Madeline startled everyone by dashing across the room and throwing herself into Wilhelm’s lap. He cradled her as she buried her face in his chest and sobbed.
“Hush, darling. Now what is the matter?” Lord Devon crooned. When Madeline didn’t answer, he ducked his head and whispered a quiet conversation with her, then she nodded and blew her nose in his handkerchief. Wilhelm wiped the tears dewing her absurdly long eyelashes then turned her sideways to rest on his shoulder. She curled small dainty hands around his thick arm, holding tightly as though she feared being ripped away.
“You shall have a pony, Madeline. A white one. And Philip is sailing from the Baltic; your brother sent me a wire just yesterday. You must be patient, my sweet.”

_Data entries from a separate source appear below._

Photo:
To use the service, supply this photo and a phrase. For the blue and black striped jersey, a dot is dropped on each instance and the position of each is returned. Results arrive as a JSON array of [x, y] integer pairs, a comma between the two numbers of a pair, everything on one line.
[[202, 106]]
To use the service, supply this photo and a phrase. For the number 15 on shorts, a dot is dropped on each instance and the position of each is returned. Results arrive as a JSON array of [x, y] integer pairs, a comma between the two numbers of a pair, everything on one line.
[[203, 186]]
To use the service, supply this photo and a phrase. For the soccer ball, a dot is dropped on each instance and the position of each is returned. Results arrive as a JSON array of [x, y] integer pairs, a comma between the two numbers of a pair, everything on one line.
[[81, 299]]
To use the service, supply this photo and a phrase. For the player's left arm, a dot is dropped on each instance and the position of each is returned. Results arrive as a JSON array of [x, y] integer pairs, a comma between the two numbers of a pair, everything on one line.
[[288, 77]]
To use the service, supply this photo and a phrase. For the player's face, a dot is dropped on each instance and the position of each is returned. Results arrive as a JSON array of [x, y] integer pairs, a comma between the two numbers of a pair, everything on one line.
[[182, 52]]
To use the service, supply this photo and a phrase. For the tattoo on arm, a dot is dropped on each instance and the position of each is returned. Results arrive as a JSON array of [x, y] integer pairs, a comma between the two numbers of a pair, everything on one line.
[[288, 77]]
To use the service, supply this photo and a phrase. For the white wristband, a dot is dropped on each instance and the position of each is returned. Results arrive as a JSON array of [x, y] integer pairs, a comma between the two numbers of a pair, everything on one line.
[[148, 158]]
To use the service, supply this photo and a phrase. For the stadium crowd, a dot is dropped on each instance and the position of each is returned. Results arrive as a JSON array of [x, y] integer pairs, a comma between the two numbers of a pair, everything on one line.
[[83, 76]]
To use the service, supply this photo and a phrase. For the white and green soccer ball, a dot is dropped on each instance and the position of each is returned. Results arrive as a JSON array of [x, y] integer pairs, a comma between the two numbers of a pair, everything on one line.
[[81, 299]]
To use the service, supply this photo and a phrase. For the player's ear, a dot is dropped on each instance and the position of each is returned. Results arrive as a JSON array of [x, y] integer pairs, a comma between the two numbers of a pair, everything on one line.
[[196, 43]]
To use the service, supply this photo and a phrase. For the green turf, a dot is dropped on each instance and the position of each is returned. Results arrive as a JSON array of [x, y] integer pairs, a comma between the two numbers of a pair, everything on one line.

Revealing that the late Sir Eldrich Cavendish’s youngest daughter foremost mourned the loss of her pony. His two elder daughters, judging by the levity in their attitudes, mourned their father not at all. He had certainly neglected their educations — a crime Sophia found unforgivable, since a woman’s eligibility in the marriage market determined her well-being for life. Which was why she owed it to Wilhelm to help the Cavendish girls catch husbands who would make them happy.